Taiwanese vegetarian diet is associated with a lower risk of ischemic and hemorrhagic strokes.
在两项前瞻性队列研究中确定素食饮食对中风发病率的影响,并探讨这种关联是否受饮食维生素 B 摄入的影响。
在慈济健康研究(队列 1,n = 5050,于 2007-2009 年招募)和慈济素食研究(队列 2,n = 8302,于 2005 年招募)中,没有中风的参与者被随访至 2014 年底。在两个队列的基线时,通过食物频率问卷评估饮食。通过国家健康保险研究数据库确定中风事件和基线合并症。队列 1 中的 1528 名参与者进行了血清同型半胱氨酸、维生素 B 和叶酸的亚组评估。通过 Cox 回归分析,以年龄为时间尺度,调整性别、教育、吸烟、饮酒、身体活动、体重指数(仅在队列 1 中)、高血压、糖尿病、血脂异常和缺血性心脏病,估计素食饮食与中风发病率之间的关联。

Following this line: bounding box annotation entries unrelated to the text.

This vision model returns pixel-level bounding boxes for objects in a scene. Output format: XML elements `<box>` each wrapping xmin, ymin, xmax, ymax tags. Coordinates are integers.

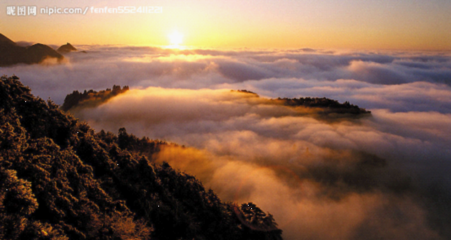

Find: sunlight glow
<box><xmin>168</xmin><ymin>31</ymin><xmax>183</xmax><ymax>46</ymax></box>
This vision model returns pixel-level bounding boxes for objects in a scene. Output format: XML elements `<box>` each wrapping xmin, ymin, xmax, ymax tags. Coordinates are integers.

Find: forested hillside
<box><xmin>0</xmin><ymin>76</ymin><xmax>281</xmax><ymax>240</ymax></box>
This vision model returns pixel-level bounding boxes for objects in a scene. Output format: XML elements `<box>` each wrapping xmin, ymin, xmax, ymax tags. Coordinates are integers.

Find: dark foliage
<box><xmin>61</xmin><ymin>85</ymin><xmax>129</xmax><ymax>111</ymax></box>
<box><xmin>273</xmin><ymin>97</ymin><xmax>371</xmax><ymax>114</ymax></box>
<box><xmin>0</xmin><ymin>34</ymin><xmax>64</xmax><ymax>66</ymax></box>
<box><xmin>0</xmin><ymin>76</ymin><xmax>281</xmax><ymax>240</ymax></box>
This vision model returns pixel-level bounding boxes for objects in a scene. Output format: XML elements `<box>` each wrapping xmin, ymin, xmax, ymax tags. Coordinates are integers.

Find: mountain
<box><xmin>0</xmin><ymin>33</ymin><xmax>16</xmax><ymax>45</ymax></box>
<box><xmin>0</xmin><ymin>76</ymin><xmax>282</xmax><ymax>240</ymax></box>
<box><xmin>61</xmin><ymin>85</ymin><xmax>129</xmax><ymax>111</ymax></box>
<box><xmin>0</xmin><ymin>34</ymin><xmax>64</xmax><ymax>66</ymax></box>
<box><xmin>56</xmin><ymin>43</ymin><xmax>77</xmax><ymax>53</ymax></box>
<box><xmin>231</xmin><ymin>90</ymin><xmax>371</xmax><ymax>117</ymax></box>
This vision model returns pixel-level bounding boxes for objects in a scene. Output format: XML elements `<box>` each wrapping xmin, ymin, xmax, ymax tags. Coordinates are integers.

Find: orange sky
<box><xmin>0</xmin><ymin>0</ymin><xmax>451</xmax><ymax>50</ymax></box>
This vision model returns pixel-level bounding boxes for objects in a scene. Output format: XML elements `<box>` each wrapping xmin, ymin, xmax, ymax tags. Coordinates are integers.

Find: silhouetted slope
<box><xmin>0</xmin><ymin>77</ymin><xmax>281</xmax><ymax>240</ymax></box>
<box><xmin>0</xmin><ymin>35</ymin><xmax>64</xmax><ymax>66</ymax></box>
<box><xmin>56</xmin><ymin>43</ymin><xmax>77</xmax><ymax>53</ymax></box>
<box><xmin>232</xmin><ymin>90</ymin><xmax>371</xmax><ymax>115</ymax></box>
<box><xmin>0</xmin><ymin>33</ymin><xmax>16</xmax><ymax>45</ymax></box>
<box><xmin>61</xmin><ymin>85</ymin><xmax>129</xmax><ymax>111</ymax></box>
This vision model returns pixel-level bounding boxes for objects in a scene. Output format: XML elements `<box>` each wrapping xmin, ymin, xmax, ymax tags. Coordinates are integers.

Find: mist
<box><xmin>0</xmin><ymin>46</ymin><xmax>451</xmax><ymax>240</ymax></box>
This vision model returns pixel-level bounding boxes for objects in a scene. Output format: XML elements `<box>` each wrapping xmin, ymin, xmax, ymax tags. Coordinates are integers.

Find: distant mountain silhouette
<box><xmin>232</xmin><ymin>90</ymin><xmax>371</xmax><ymax>117</ymax></box>
<box><xmin>0</xmin><ymin>33</ymin><xmax>16</xmax><ymax>45</ymax></box>
<box><xmin>56</xmin><ymin>43</ymin><xmax>77</xmax><ymax>53</ymax></box>
<box><xmin>0</xmin><ymin>34</ymin><xmax>64</xmax><ymax>66</ymax></box>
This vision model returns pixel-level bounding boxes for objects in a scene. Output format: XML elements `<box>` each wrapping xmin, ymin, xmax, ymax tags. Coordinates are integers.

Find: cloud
<box><xmin>0</xmin><ymin>46</ymin><xmax>451</xmax><ymax>240</ymax></box>
<box><xmin>0</xmin><ymin>45</ymin><xmax>451</xmax><ymax>105</ymax></box>
<box><xmin>68</xmin><ymin>88</ymin><xmax>451</xmax><ymax>239</ymax></box>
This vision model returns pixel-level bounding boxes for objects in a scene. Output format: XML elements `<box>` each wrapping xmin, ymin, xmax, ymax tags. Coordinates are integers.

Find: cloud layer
<box><xmin>0</xmin><ymin>46</ymin><xmax>451</xmax><ymax>240</ymax></box>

素食者的血清维生素 B 水平低于非素食者,而叶酸和同型半胱氨酸水平高于非素食者。在队列 1 中,54 例事件发生在 30797 人年的随访中。与非素食者相比,素食者发生缺血性中风的风险较低(风险比 [HR],0.26;95%置信区间 [CI],0.08-0.88)。在队列 2 中,121 例事件发生在 76797 人年的随访中。与非素食者相比,素食者发生总中风(HR,0.52;95%CI,0.33-0.82)、缺血性中风(HR,0.41;95%CI,0.19-0.88)和出血性中风(HR,0.34;95%CI,0.12-1.00)的风险较低。我们的探索性分析表明,维生素 B 摄入可能会改变素食饮食与总中风之间的关联(交互作用=0.046)。
台湾素食饮食与缺血性和出血性中风的风险降低相关。